Regarding functionality, our main areas of activity at the moment are:
- Full history indexing: we want Hawk to index the full history of the models rather than only the latest version. For that end, we have recently added a Greycat backend. Greycat implements a many-worlds temporal graph, which should make it possible to have this full history after further improvements on the current indexing components.
- Revamped UI: the current UI is serviceable, but it is not component-based. It is not possible to use plug-ins to expand its capabilities, which hurts usability in places (e.g. the UI is the same whether we want to index a local folder or a remote SVN repository).
- Clustering: Hawk has support for the multi-master mode of OrientDB, but in general it cannot respond to queries while it is updating, and it cannot distribute indexing work between multiple machines. In the medium-to-long-term, we want to expand the horizontal scalability of Hawk by adding coordination capabilities between multiple Hawk servers. Within a Hawk cluster, at least one node will always be available to answer queries, while the others may be indexing the latest version of the model.
- Revamped storage: preferences for Hawk indexes are currently scattered over the Eclipse preferences store and multiple XML files.
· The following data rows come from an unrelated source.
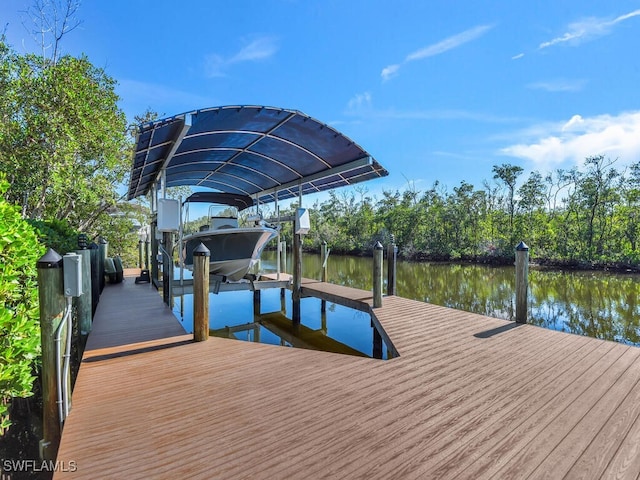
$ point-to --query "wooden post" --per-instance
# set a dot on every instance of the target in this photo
(377, 275)
(283, 256)
(201, 256)
(103, 247)
(51, 297)
(167, 264)
(392, 254)
(146, 254)
(154, 253)
(95, 276)
(297, 277)
(256, 303)
(83, 302)
(522, 271)
(324, 258)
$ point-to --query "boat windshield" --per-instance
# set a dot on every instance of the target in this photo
(223, 211)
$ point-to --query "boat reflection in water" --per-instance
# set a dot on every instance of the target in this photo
(234, 249)
(338, 330)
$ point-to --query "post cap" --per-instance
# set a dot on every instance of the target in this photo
(51, 259)
(201, 251)
(82, 241)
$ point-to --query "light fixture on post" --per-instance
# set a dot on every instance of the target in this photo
(142, 238)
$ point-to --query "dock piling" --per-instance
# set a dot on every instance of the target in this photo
(201, 293)
(83, 302)
(522, 271)
(51, 300)
(324, 257)
(392, 254)
(377, 275)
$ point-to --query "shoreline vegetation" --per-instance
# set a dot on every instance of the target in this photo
(585, 218)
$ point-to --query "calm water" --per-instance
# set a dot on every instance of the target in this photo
(596, 304)
(338, 329)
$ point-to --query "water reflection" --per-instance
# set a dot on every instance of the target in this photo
(242, 316)
(596, 304)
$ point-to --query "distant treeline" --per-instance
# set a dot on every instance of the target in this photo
(583, 217)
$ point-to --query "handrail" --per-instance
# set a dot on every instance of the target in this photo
(62, 372)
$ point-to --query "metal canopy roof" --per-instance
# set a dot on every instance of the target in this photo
(249, 150)
(235, 200)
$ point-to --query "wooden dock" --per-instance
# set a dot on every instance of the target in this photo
(468, 397)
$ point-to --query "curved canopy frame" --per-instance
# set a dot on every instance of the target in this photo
(248, 150)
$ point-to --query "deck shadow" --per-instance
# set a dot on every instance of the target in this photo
(497, 331)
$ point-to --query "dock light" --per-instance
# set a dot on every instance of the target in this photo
(82, 241)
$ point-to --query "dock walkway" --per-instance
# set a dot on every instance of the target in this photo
(468, 397)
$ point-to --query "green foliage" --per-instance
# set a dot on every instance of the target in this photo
(63, 142)
(56, 234)
(578, 217)
(19, 326)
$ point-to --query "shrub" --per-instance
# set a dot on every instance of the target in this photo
(19, 322)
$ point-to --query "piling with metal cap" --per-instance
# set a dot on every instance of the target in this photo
(201, 256)
(392, 255)
(522, 283)
(377, 275)
(51, 304)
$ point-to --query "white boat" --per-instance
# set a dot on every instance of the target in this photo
(234, 249)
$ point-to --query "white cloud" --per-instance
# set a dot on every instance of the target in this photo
(141, 95)
(449, 43)
(260, 48)
(569, 143)
(559, 85)
(437, 48)
(587, 29)
(360, 103)
(390, 72)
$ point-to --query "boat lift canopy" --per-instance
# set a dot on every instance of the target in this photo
(249, 150)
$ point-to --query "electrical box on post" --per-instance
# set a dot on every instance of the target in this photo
(168, 215)
(72, 272)
(302, 222)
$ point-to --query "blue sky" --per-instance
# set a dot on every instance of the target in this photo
(434, 90)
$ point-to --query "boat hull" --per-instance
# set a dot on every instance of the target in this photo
(233, 251)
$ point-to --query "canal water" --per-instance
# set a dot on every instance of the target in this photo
(338, 329)
(596, 304)
(592, 303)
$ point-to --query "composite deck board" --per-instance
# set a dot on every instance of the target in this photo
(468, 397)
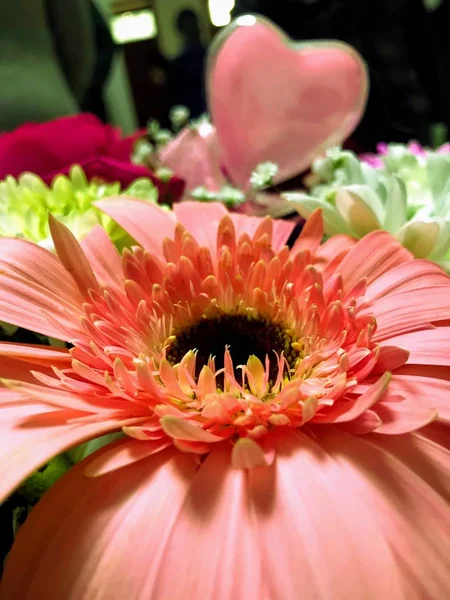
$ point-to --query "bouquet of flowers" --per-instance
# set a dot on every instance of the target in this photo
(198, 401)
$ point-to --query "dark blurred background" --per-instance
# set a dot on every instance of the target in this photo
(129, 61)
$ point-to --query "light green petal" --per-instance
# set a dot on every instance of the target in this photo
(395, 205)
(438, 172)
(370, 198)
(305, 205)
(419, 237)
(357, 211)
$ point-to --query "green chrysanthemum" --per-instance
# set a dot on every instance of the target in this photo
(402, 191)
(25, 203)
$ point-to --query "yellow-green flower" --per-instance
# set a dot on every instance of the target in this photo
(25, 203)
(407, 195)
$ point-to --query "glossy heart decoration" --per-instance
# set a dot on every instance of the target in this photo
(274, 99)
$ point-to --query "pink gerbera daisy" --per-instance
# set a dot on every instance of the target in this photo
(284, 412)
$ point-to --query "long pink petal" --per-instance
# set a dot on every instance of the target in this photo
(38, 355)
(103, 257)
(346, 411)
(37, 292)
(118, 526)
(318, 536)
(201, 220)
(148, 224)
(429, 347)
(281, 230)
(338, 245)
(32, 433)
(403, 417)
(424, 392)
(125, 454)
(375, 254)
(311, 234)
(409, 310)
(411, 275)
(425, 454)
(221, 556)
(191, 156)
(407, 507)
(72, 256)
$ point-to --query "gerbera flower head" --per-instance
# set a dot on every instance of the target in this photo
(26, 201)
(260, 390)
(404, 190)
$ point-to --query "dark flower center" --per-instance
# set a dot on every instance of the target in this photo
(243, 334)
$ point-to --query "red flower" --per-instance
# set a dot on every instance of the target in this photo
(50, 149)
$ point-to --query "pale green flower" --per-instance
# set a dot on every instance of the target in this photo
(405, 194)
(25, 203)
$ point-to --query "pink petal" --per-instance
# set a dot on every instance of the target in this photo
(148, 224)
(365, 423)
(185, 430)
(248, 454)
(45, 356)
(72, 256)
(409, 310)
(411, 275)
(103, 257)
(403, 417)
(345, 411)
(123, 454)
(319, 537)
(424, 392)
(406, 506)
(32, 433)
(118, 526)
(425, 454)
(429, 347)
(37, 292)
(191, 156)
(311, 234)
(375, 254)
(221, 558)
(201, 220)
(336, 246)
(391, 357)
(281, 230)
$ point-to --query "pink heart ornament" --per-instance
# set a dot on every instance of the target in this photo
(272, 99)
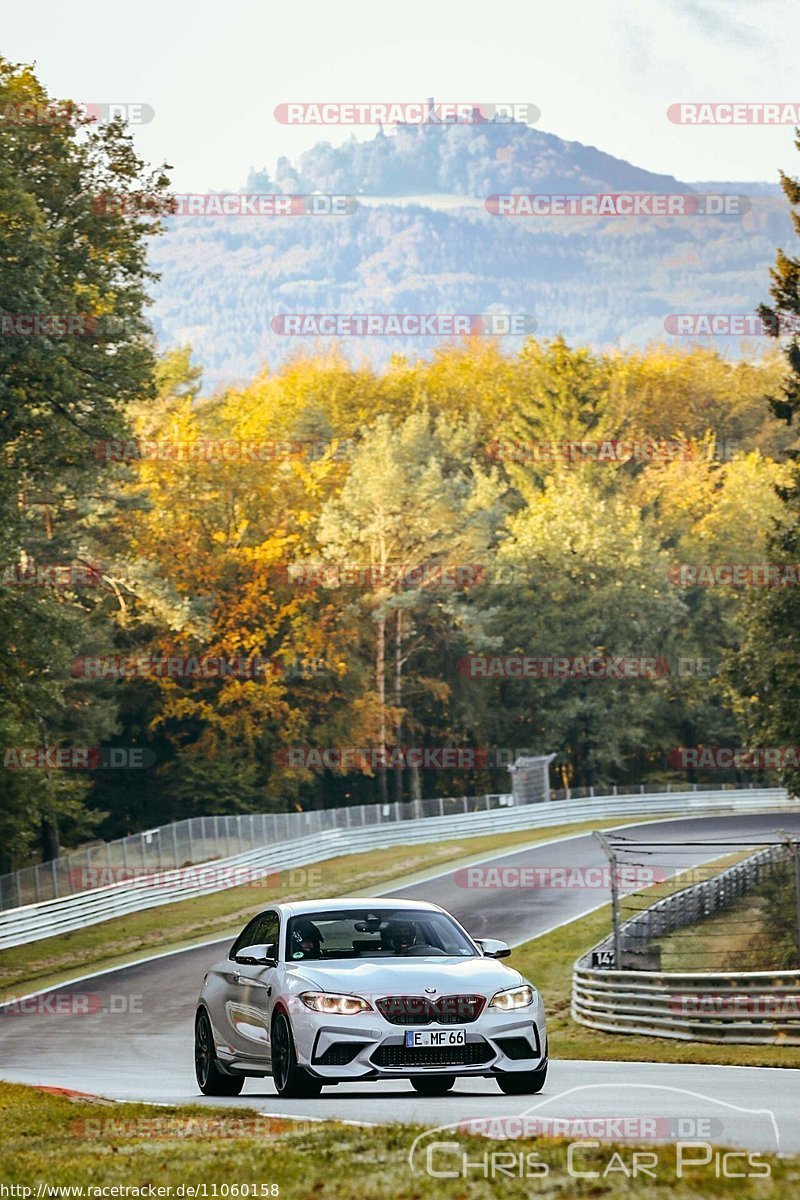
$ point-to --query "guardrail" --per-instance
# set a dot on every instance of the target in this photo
(38, 921)
(750, 1007)
(202, 839)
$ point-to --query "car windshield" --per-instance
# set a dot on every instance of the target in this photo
(376, 934)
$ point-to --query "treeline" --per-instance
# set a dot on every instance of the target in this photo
(340, 586)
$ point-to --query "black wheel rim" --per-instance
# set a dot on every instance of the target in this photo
(281, 1053)
(203, 1051)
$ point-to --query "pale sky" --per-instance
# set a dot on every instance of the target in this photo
(601, 73)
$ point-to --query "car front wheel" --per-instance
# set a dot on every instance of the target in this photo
(290, 1079)
(211, 1080)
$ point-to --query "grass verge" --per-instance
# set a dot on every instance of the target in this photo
(54, 1141)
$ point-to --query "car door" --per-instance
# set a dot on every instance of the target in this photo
(251, 990)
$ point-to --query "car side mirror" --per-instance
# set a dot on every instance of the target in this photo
(493, 948)
(258, 955)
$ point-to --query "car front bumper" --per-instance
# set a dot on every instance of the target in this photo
(368, 1047)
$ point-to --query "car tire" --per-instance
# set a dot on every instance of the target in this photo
(289, 1078)
(523, 1083)
(210, 1078)
(433, 1085)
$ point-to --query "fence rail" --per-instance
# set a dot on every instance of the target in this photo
(749, 1007)
(202, 839)
(169, 883)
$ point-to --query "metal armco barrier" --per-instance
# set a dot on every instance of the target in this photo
(50, 917)
(750, 1007)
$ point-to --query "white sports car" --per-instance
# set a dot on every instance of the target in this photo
(332, 990)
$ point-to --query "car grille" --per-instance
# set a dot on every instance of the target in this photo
(470, 1055)
(340, 1054)
(421, 1011)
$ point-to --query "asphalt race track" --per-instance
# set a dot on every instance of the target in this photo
(134, 1042)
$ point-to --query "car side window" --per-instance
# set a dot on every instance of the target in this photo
(260, 930)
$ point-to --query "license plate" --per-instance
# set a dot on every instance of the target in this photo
(420, 1038)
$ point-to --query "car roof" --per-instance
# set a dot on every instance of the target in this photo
(298, 907)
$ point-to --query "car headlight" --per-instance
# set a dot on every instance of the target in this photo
(513, 997)
(335, 1003)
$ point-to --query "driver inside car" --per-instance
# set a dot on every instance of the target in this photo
(306, 941)
(401, 936)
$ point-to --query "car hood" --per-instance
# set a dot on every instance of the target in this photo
(408, 977)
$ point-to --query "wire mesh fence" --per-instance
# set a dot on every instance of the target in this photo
(205, 839)
(702, 906)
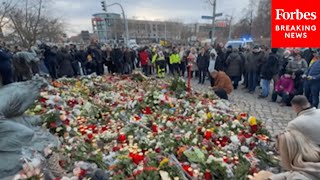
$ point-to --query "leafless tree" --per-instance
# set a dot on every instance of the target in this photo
(262, 21)
(29, 22)
(5, 7)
We intend to introduce a simple DSL for describing the configuration of a Hawk index, in a way that is friendly when using Hawk from inside and from outside the Eclipse IDE.
- Further improvements in the usability, performance and stability of existing backends, model support plug-ins and model location plug-ins.
We intend to participate in academic and industrial events to promote participation in our project, running tutorials in relevant conferences and demo'ing Hawk at various industrial events throughout the world.